Obviously


I would like to cunt the word “Obviously” please.

In relation to its over use in sentences mainly by the yoof of today but I’ve noticed it in adults lately to my great concern.

An example quoted from a 18 year old lass at work.
“well I obviously said to him she shouldn’t turn up so late and as she obviously leaves work at 1 she should have been on time“

No love it is not obvious she leaves at 1 because I don’t fucking know the silly bint!!!

This word is shoehorned in everywhere and I even caught myself saying it once for which I cunted myself. Oh she’s back from lunch I wonder what other obvious shit she is going to tell us now.

Nominated by: Once a cunt always a cunt

24 thoughts on “Obviously

  1. It’s either that or ‘literally’.they will state that something happened, and ‘they literally just died’ with me wishing they had.

  2. Wasn’t/isnt there a stupid wimminz “Porch Monkey” called Akilah Obviously, who tried to sue Carl Benjamin (AKA Sargon / AKA The Lotus Eaters podcast on youtube).

    He practised “fair use” in re-uoploading footage of Hilary fans breaking down when Trump was announced as POTUS.
    She then started a long campaign against him, lots of videos, got his YouTube channel de-monatised, wrote articles saying she hoped he lost everything-the fucking vindictive cunt.

    When it finally went to court in the states, she lost and had (still has) to pay all costs.
    Obviously!
    😃👍

  3. I’ve picked up on my 9 year old daughter using literally too much. She’s now recognised it and tries to stop herself. Obviously I’ve heard used a lot and basically.
    Like still pisses me off the most. Heard my niece talking to my daughter and the conversation went ‘then Katie, like, we went to the park, like, and then like, we played like and Mum like said like we have to go home like. Fuck me, I couldn’t help saying something.

    • Yup, this is why I call them the ‘like generation’, not least because off the ‘ ‘social likes’, too. I’m pretty sure that we’d find that word to be the most commonly used these days. Was it ‘the’ before? I definitely know the most commonly used word on here though 👍🏼

  4. Rather like when some fucking millennial says “I’m not being funny but……” which usually precedes them saying something bloody rude and unnecessary. Then they get told to fuck right off the cunts.
    Obviously.

    • Yeah, and the ‘I’m not gonna lie but…”
      Well, I was assuming that you weren’t going to lie like a decent person, why the fuck would you? But now you’ve mentioned the word ‘lie’, I’m now thinking you are you daft cunt!

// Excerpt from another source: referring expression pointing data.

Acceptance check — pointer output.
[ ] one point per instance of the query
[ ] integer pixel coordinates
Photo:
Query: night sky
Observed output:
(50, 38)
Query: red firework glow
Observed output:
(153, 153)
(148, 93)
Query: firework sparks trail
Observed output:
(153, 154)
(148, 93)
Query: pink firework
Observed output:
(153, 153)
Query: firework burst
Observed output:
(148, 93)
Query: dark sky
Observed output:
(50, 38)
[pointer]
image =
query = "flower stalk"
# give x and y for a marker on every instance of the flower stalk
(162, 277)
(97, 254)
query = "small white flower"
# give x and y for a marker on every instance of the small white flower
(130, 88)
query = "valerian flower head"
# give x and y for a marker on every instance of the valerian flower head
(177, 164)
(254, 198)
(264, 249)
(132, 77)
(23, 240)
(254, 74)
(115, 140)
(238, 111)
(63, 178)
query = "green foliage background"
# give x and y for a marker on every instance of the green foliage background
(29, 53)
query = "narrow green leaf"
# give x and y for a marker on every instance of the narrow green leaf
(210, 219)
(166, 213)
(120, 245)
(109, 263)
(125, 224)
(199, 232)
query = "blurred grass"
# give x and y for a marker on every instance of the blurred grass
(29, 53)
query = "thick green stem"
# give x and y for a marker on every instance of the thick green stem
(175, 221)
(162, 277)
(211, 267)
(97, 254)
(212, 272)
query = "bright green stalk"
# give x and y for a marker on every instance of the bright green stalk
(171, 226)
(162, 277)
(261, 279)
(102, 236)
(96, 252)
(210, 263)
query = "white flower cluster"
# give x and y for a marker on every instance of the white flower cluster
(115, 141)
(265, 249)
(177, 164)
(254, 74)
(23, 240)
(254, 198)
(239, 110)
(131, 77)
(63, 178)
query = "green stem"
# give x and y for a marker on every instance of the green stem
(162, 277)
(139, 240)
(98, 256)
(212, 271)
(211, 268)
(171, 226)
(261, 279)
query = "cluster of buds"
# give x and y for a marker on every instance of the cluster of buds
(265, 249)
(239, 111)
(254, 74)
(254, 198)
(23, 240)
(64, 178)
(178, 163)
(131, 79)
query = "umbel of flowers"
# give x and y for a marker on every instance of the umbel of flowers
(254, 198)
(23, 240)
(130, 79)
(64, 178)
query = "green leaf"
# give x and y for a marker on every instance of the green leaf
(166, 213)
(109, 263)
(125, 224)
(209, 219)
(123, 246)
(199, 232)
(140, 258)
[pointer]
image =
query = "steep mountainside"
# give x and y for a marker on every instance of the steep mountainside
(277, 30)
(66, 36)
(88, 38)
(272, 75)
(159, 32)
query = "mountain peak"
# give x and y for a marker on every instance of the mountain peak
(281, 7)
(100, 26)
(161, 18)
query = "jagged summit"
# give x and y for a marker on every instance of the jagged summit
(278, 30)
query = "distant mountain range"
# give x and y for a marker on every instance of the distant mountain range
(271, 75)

    • When some cunt says “no disrespect, but”…. and then calls you a cunt. Best thing is to keep a brick in one’s pocket to smash their fucking heads in with. Cunts.

  5. The misuse of the word ‘obviously’ is probably the greatest threat to the western world as we know it.
    Why government hasnt funded a multi billion funded international research group consisting of the greatest grammar nazis of our generation, Literally dont know?!?

    Obviously I’m being sarcastic 😁

  6. I was always taught that being obvious was to be avoided in polite society.
    Avoiding being obvious can clearly lead to being a cunt.

  7. Too be honest, like, I obviously, like, am a cunt for using anyfink, like, as a filler word, as I obviously, like, don’t have the mental capacity to string a fucking sentence together proper.

  8. It’s ‘uptalking’ for me aka rising inflection. Can’t listen to any cunt who does this. When shops used to be open I would walk out if the bint behind the counter started uptalking. Another import from the USA but personally I reckon it comes from Oz. They fucking do that.

    • Definately came from Oz. Worked with many of the cunts over the years and uptalking is like a diease amongst them.

  9. Let’s not forget starting every answer to a question with “OK so…”. My guess is it came from cunts from some corporate meetings and it filtered down and now every counter person does it. It has a condescending tone: “OK so (you’re stupid for not knowing this but lucky for you I do) this device is for…”
    Makes me want to tell them “Wow you speak Cunt so fluently”.

  10. So, obviously, like, literally – a vigorous punch to the bridge of the nose.
    Now it’s broken and bleeding – obviously.
    A topping remedy! 😃👍

  11. Called my mum the other day. I noticed she now does the ‘up talking’ thing, where the tone of her voice goes up at the end of a sentence like she’s asking a question, but isn’t. She’s basically and like, literally oblivious, obviously. FFS.

    How I didn’t slam the ‘phone down I’ll never know.

  12. Yes it has an air of pomposity about it.

    I’m all for letting cunts know when they use it, or end a sentence as if it’s a question.